If the mole had not spread during the seven days, the priest was to cause the fabric in which the mole appeared to be washed, and then shut it up for seven days more. If the mole did not alter its appearance after being washed, even though it had not spread, the fabric was unclean, and was therefore to be burned. "It is a corroding in the back and front" (of the fabric of leather). פּחתת, from פּחת, in Syriac fodit, from which comes פּחת a pit, lit., a digging: here a corroding depression. קרחת a bald place in the front or right side, גּבּחת a bald place in the back or left side of the fabric or leather.
But if the mole had turned pale by the seventh day after the washing, it (the place of the mole) was to be separated (torn off) from the clothes, leather or yarn, and then (as is added afterwards in Lev 13:58) the garment or fabric from which the mole had disappeared was to be washed a second time, and would then be clean.
But if the mole appeared again in any such garment or cloth, i.e., if it appeared again after this, it was a leprosy bursting forth afresh, and the thing affected with it was to be burned.

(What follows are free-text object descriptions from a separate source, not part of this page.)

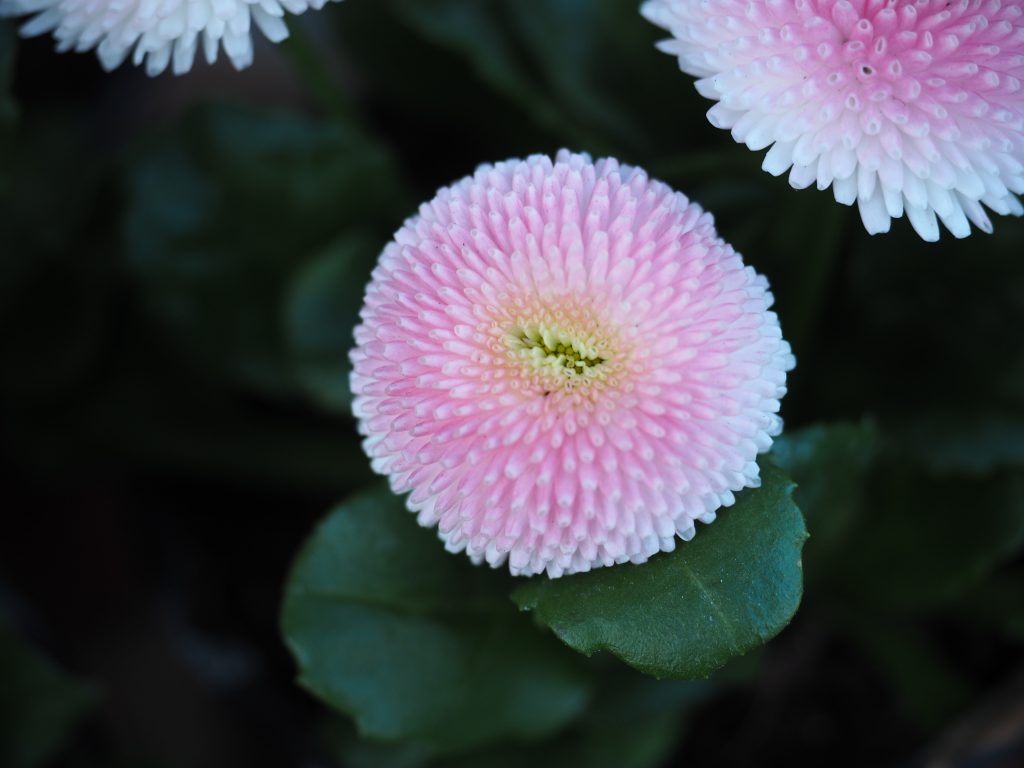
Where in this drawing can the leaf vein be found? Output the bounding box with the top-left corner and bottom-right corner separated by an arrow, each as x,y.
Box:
680,562 -> 742,653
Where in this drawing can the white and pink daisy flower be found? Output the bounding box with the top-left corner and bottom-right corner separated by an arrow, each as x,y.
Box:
643,0 -> 1024,241
0,0 -> 340,75
351,151 -> 795,578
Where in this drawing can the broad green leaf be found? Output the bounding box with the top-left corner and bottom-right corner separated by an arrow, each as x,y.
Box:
122,105 -> 407,399
772,422 -> 878,575
0,623 -> 97,768
513,463 -> 807,679
281,486 -> 592,755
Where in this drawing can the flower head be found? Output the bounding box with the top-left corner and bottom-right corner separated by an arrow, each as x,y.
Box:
0,0 -> 340,75
351,151 -> 794,578
642,0 -> 1024,241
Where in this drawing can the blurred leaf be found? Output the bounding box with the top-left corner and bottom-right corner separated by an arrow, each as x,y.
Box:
336,0 -> 548,182
896,410 -> 1024,475
513,463 -> 807,679
122,104 -> 407,399
836,468 -> 1024,611
328,666 -> 711,768
772,422 -> 878,575
9,319 -> 374,495
842,617 -> 973,732
284,235 -> 372,413
0,623 -> 97,768
829,217 -> 1024,421
953,568 -> 1024,644
391,0 -> 691,156
763,191 -> 850,356
329,732 -> 431,768
0,22 -> 13,101
500,0 -> 648,149
0,20 -> 17,191
343,0 -> 712,177
0,255 -> 109,408
281,486 -> 592,755
390,0 -> 608,151
0,114 -> 112,408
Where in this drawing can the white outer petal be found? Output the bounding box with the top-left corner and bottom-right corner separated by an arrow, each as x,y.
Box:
0,0 -> 342,75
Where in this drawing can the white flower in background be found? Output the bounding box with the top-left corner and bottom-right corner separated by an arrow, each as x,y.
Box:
643,0 -> 1024,241
0,0 -> 341,76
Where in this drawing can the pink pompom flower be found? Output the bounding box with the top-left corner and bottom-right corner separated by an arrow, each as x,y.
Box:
351,151 -> 795,578
642,0 -> 1024,241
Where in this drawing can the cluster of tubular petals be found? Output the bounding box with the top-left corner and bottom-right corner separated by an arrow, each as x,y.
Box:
0,0 -> 340,75
351,151 -> 795,578
643,0 -> 1024,241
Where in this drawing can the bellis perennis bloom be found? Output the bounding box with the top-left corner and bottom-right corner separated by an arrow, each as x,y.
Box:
643,0 -> 1024,241
0,0 -> 340,75
351,151 -> 795,578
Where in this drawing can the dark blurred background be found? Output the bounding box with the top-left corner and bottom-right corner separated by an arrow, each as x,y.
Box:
1,2 -> 1023,767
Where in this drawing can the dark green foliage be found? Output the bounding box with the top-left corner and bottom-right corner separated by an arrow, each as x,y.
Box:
281,486 -> 592,754
122,105 -> 408,400
0,624 -> 97,768
513,464 -> 807,679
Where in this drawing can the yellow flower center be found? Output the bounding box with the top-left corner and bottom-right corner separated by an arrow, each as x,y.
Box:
505,319 -> 615,396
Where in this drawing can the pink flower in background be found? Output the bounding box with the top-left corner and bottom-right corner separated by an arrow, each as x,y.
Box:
351,151 -> 794,578
643,0 -> 1024,241
0,0 -> 341,76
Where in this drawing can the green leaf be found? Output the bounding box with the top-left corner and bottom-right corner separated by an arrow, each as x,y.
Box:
836,468 -> 1024,611
513,463 -> 807,679
391,0 -> 604,150
499,0 -> 649,149
0,21 -> 17,193
453,670 -> 708,768
896,410 -> 1024,475
771,422 -> 878,575
0,623 -> 98,768
0,116 -> 112,409
839,615 -> 973,732
281,485 -> 592,755
390,0 -> 660,154
284,235 -> 374,413
122,104 -> 407,399
327,667 -> 711,768
773,421 -> 1024,613
834,216 -> 1024,420
11,321 -> 374,495
953,568 -> 1024,644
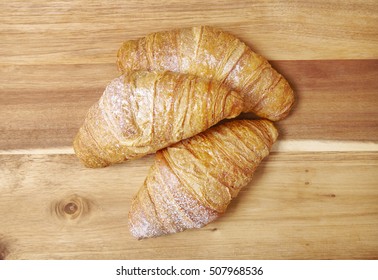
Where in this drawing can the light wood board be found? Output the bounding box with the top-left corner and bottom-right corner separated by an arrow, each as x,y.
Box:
0,0 -> 377,259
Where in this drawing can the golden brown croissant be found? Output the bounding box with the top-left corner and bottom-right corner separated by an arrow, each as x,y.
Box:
73,71 -> 243,167
128,119 -> 278,239
117,26 -> 294,121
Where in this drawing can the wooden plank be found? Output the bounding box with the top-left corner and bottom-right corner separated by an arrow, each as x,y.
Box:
0,63 -> 118,150
1,0 -> 377,262
270,59 -> 378,141
1,60 -> 377,150
0,0 -> 377,63
0,152 -> 377,260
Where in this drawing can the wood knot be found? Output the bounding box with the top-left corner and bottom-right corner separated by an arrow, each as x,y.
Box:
64,202 -> 78,215
319,193 -> 336,198
0,239 -> 10,260
51,194 -> 92,222
0,248 -> 9,260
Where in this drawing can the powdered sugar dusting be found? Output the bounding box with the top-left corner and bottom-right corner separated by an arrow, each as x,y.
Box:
99,76 -> 126,135
128,120 -> 276,239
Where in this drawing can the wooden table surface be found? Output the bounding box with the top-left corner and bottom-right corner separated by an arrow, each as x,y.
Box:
1,0 -> 377,260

Leprosy in linen and woollen fabrics or clothes, and in leather, consisted in all probability in nothing but so-called mildew, which commonly arises from damp and want of air, and consists, in the case of linen, of round, partially coloured spots, which spread, and gradually eat up the fabric, until it falls to pieces like mould. In leather the mildew consists most strictly of "holes eaten in," and is of a "greenish, reddish, or whitish colour, according to the species of the delicate cryptogami by which it has been formed."